Russian Military Recruitment Falls By 33% Compared To 2025

As if the spreading knowledge within Russia about the dangers of service in Ukraine were not disincentive enough, the recent consensus that the Russian military in Ukraine is actually losing the war has further depressed Kremlin recruitment levels. 

Estimates are that new recruit numbers have fallen by over a third compared to last year. Returning soldiers report that many units are operating at 30%-40% of their authorized strength, further contributing to Russia's decline in battlefield performance. JL

The Kyiv Post reports:

The number of Russians signing military contracts has declined sharply nationwide despite increased financial incentives. Recruitment in Moscow fell one-third this spring compared to the same period in 2025, reflecting a broader nationwide decline in new contract enlistments. The decline is not limited to the Russian capital and has been observed in multiple regions. Military personnel described manpower shortages and difficulties replacing battlefield losses. One serviceman claimed some units were operating at only 30% to 40% of their authorized strength, while others reported that newly recruited soldiers often lacked training and combat experience.

Due To Drone Strikes, Officials In Occupied Crimea Declare State of Emergency

Life for Russians in occupied Crimea has become increasingly untenable. Today's state of emergency further underscores the difficulty of supporting the civilian population, as well as Russian military installations. 

This threatens what is arguably Putin's only accomplishment since his first, limited attack on Ukraine in 2014 and undermines his claims to any military or economic rationale for continuing the full scale war. Should Crimea fall to Ukraine, largely through a drone-driven siege, it would threaten Putin's rule of Russia. JL

Ivan Nechepurenko and Natalia Vasilyeva report in the New York Times:

The authorities in Crimea declared a state of emergency on Friday after weeks of intense air attacks by Ukraine, including a wave of drone strikes overnight that appears to have been one of the largest since the war began. Gas stations in Crimea have run out of fuel. Children have been evacuated.
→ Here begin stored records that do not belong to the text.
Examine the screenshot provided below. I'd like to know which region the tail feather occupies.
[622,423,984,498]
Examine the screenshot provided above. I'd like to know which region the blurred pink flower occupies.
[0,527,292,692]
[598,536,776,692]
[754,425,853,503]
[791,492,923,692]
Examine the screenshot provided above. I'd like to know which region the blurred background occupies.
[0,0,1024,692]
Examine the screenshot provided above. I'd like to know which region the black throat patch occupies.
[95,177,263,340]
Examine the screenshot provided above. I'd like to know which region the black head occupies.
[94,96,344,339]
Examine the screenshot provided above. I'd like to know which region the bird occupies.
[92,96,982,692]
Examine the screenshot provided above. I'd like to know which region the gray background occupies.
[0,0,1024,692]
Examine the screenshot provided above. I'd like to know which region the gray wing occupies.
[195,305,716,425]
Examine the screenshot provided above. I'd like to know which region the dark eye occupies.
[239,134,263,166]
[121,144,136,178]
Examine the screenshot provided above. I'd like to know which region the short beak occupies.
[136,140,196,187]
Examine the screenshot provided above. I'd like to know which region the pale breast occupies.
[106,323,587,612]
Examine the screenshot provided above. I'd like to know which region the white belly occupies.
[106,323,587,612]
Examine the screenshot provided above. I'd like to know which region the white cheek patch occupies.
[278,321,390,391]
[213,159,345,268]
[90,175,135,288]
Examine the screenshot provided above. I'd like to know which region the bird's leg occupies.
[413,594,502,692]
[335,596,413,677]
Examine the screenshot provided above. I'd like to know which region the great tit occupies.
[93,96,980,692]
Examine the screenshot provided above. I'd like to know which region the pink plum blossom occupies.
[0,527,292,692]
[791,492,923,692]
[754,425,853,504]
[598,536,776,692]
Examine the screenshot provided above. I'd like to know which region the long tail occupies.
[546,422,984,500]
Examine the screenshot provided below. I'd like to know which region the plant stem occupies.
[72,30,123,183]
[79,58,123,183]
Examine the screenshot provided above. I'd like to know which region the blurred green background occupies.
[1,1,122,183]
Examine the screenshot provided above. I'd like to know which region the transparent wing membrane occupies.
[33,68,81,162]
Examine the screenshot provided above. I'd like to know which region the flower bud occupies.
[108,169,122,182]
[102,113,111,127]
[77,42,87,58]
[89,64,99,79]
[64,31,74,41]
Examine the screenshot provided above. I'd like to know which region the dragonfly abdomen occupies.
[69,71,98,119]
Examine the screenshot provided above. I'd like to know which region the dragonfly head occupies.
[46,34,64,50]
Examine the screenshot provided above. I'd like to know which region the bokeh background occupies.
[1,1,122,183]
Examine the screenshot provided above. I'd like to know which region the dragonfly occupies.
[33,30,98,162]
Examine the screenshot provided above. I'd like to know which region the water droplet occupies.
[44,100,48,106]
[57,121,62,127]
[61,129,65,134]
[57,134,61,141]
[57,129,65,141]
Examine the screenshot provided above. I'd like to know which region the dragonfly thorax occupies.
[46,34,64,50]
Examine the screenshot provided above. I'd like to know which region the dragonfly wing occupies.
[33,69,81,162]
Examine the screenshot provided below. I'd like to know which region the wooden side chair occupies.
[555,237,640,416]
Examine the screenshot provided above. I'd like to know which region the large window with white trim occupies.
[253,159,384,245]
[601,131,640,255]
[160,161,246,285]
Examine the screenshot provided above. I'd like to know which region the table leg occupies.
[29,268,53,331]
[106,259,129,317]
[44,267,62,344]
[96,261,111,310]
Power outages have crippled the territory, disrupting water supplies that rely on electric pumps. The assaults have underscored how Putin’s ability to isolate Russian society from the impacts of the war is sharply eroding.

US State Dept Publicly Says "Ukraine Is Winning the War" Against Russia

Not that this is a definitive assessment, coming, as it does, from an administration that firmly believes everyone is entitled to their own facts, but it certainly betrays a shift in perceptions - and in the odds. 

The US President has a history of wanting to take credit for success and to distance himself - or blame others - for failure. This proclivity is so well known that reports indicate the Russian military is concerned this White House may reverse course and start sending weapons and ammunition to Ukraine so that the US President can claim a resulting victory as his own. The larger point is that the global consensus about momentum as well as the facts on the ground, sea and in the air has now shifted to Ukraine. JL

Decimus reports in Daily Kos and the Institute for the Study of War reports:

President Trump and US Deputy Secretary of State Jeremy Levin stated June 25 that Ukraine currently has the battlefield advantage, saying "Ukraine is winning the war." Ukraine's long- and medium-range strike campaigns against Russian military and energy infrastructure in occupied Ukraine and Russia along with Ukrainian advances in Winter and Spring 2026 are dismantling the Russian false narrative portraying Russian victory as inevitable. Russia has accused the US of failing to deliver on “understandings” reached between President Putin and President Trump at their Alaska summit last August - though they did not provide specifics - signaling growing frustration in Moscow. Now, “after getting to fully understand the Ukraine/Russia Military and Economic situation,” Trump said he believes Ukraine – backed by the EU and NATO – can win back all its territory.